Chapitre 13
Kyle et Morgane, ici? Je suis complètement perdue. Ni l'un ni l'autre ne devrait se trouver dans ce bar. Je regarde ma meilleure amie et mon bel américain s'installer à notre table avant de pouvoir ouvrir la bouche.
– Qu'est-ce que vous faites là?
Je leur assène ces mots, sourcils froncés, le visage à la fois incrédule et furieux.
– Salut, répète Morgane, avec un sourire simulé. T'es gonflée, tu me demandes de me pointer et tu joues la fille saoulée quand je suis là.
– Non, non, c'est pas toi le problème Morgane, je suis vraiment contente de te voir. Même si, je suis désolée, mais je ne crois pas t'avoir proposé de venir. Ou alors...
Je suis tellement ailleurs en ce moment, je l'ai peut-être fait en fin de compte...
Je vois soudain ma copine dévisager Kyle avec indignation, ses yeux s'écarquillant de plus en plus.
– Putain, tu t'es servi de moi!
Le visage de Kyle revêt un sourire présomptueux et amusé, peut-être un peu gêné aussi. Il se frotte la nuque, tête légèrement inclinée, comme s'il l'était en tout cas.
– Ca va, elle est contente de te voir et tu vas passer une bonne soirée grâce à moi.
Et là, je ne sais pas quoi faire. Alors, je continue de les regarder se chamailler, de loin, sans être capable d'agir moi-même.
– T'es vraiment qu'un con, réplique Morgane en lui assénant une tape sur le bras.
– Hé! arrête ça, putain! Allez, je te paie une bière pour me faire pardonner.
Je devrais partir, ou demander à Kyle de le faire. Mais la vérité c'est que je suis heureuse de le voir, et à l'idée que nous allons passer un bout de cette soirée ensemble, avec mes amis. Et puis je crois que je suis flattée par sa ténacité aussi. Je suis dingue... J'en suis consciente.
– Deux bières! Tu m'en dois au moins deux, sur ce coup!
– OK, deux bières pour la p'tite dame en colère.
Bien entendu, il va falloir que nous ayons une discussion, que nous mettions sérieusement les choses au clair sur ce que nous voulons, ce dont nous avons besoin tous les deux.
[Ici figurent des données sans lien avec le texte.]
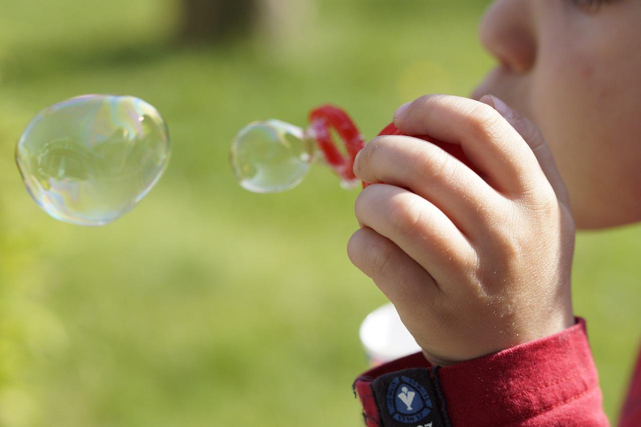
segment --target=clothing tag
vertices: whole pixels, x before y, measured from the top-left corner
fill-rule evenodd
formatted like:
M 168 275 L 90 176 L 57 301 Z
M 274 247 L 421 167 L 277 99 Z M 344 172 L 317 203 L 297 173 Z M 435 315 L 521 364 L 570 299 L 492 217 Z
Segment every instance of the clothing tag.
M 446 427 L 428 369 L 405 369 L 372 383 L 381 427 Z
– Tu devrais avoir honte, comploter comme ça derrière notre dos, à Alice et moi! en rajoute Morgane, avec beaucoup moins de conviction.
– Damn! Trois bières si tu me lâches!
Il se tourne vers moi, et je vois qu'il scrute avec attention mon visage, y cherchant le moindre signe d'approbation, je suppose. Il a l'air soulagé aussi. Est-ce que cela se voit tant que ça que je le suis, moi, de le voir? Comme si un poids écrasant était arraché à mon ventre, et que je pouvais à nouveau espérer.
Axel me lance des oeillades, complètement perdu, depuis leur arrivée.
– Mmm.. Axel, Hugo, Kyle.
Je fais les présentations express, ajoutant un geste rapide de la main allant et venant devant eux. Je sens mon visage rougir à vue d'oeil face à celui d'Axel qui continue à me dévisager avec insistance.
– Un copain de la fac, dis-je en détournant le regard.
– Salut.
Kyle s'adresse aux deux amis, et ajoute en direction d'Axel:
– J'ai beaucoup entendu parlé de toi. Le meilleur pote, c'est ça?
Il a l'air de bien s'amuser.
– Oui, c'est ça, répond Axel, méfiant. Et tu es?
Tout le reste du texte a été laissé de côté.